Hi
that seems the opposite of “zoom extents” rhino command… scale (and move) the geometry to fit the viewport(?)
Is this really what you want?
You say “a large set of objects”… but this would mean that after moving each object to viewport the old one should be removed, or they would overlap…
Could you explain better, in detail, how you imagined the whole process?
It shouldn’t be to hard to do this with script/c#/gh but it’s better to understand well what you have in mind before putting anything down.

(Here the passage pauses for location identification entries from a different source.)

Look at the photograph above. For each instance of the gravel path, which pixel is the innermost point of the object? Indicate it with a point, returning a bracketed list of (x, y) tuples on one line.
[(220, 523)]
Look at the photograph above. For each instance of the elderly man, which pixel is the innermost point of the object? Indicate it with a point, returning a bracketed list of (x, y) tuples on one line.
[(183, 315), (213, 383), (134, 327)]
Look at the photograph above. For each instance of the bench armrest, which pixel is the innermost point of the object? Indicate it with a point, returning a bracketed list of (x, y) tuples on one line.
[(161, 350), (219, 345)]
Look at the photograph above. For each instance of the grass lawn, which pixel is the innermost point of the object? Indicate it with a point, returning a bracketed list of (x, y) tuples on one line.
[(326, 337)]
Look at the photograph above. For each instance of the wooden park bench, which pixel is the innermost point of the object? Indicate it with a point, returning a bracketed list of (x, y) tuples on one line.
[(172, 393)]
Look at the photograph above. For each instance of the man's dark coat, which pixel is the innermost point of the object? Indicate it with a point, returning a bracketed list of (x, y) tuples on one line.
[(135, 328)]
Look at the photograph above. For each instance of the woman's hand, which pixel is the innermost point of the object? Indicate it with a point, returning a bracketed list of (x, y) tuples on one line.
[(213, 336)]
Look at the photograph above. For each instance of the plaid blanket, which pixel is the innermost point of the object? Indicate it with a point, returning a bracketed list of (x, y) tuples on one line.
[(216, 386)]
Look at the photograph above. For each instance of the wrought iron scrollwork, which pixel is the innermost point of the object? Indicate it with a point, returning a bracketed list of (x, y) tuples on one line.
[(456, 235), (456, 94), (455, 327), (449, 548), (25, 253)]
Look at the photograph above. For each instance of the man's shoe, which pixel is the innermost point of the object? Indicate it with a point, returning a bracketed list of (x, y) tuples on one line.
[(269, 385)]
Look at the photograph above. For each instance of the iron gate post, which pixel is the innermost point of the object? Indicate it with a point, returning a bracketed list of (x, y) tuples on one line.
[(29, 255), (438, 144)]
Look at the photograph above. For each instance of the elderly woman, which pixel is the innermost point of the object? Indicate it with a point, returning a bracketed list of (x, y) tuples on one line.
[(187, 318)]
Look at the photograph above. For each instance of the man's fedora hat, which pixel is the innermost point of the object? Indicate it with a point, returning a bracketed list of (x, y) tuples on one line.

Cycle through a set of GH objects of various sizes as follows
Bake a single object from the set
Scale it to view port boundary - the part I have not figured out
Capture the view port - I’m using a view port to PNG capture component
Delete the object - using a component that deletes all object on the default layer
Next object in the list
The part I’m wrestling with is how to get an object to fill the view port. Maybe I need to just scale all objects to the same size before baking it. I was hoping there is a command or component that would show the object in a view port to fill the full view port. I’m not a python or C# guy I mostly use components to create the GH scripts.
I hope this helps explaining what I’m trying to do.
Ok,
The attached definition is pretty small.
It could have been done entirely in c#, but for the sake of understanding (mine and others), and to keeping it simple, I’ve done half the work in c# and the other half in gh.
The c# component just get camera viewport properties to output:
a point, intersection of camera>target vector to world XY plane
(i couldn’t use cameratarget point because it would move to the preview brep itself; if wired instead of shaded preview that could be still an alternative)
a number, radius of the largest sphere that could fit inside active viewport (centered on previous point)
(To “refresh” the c# component I used a timer; you can disable it and trigger it manually…)
Then in gh i scaled and moved the breps accordingly to that virtual sphere.
In rendered mode you can already see your preview.
Instead of baking/deleting every time, you can again use c# to make the bake refresh/move as a preview.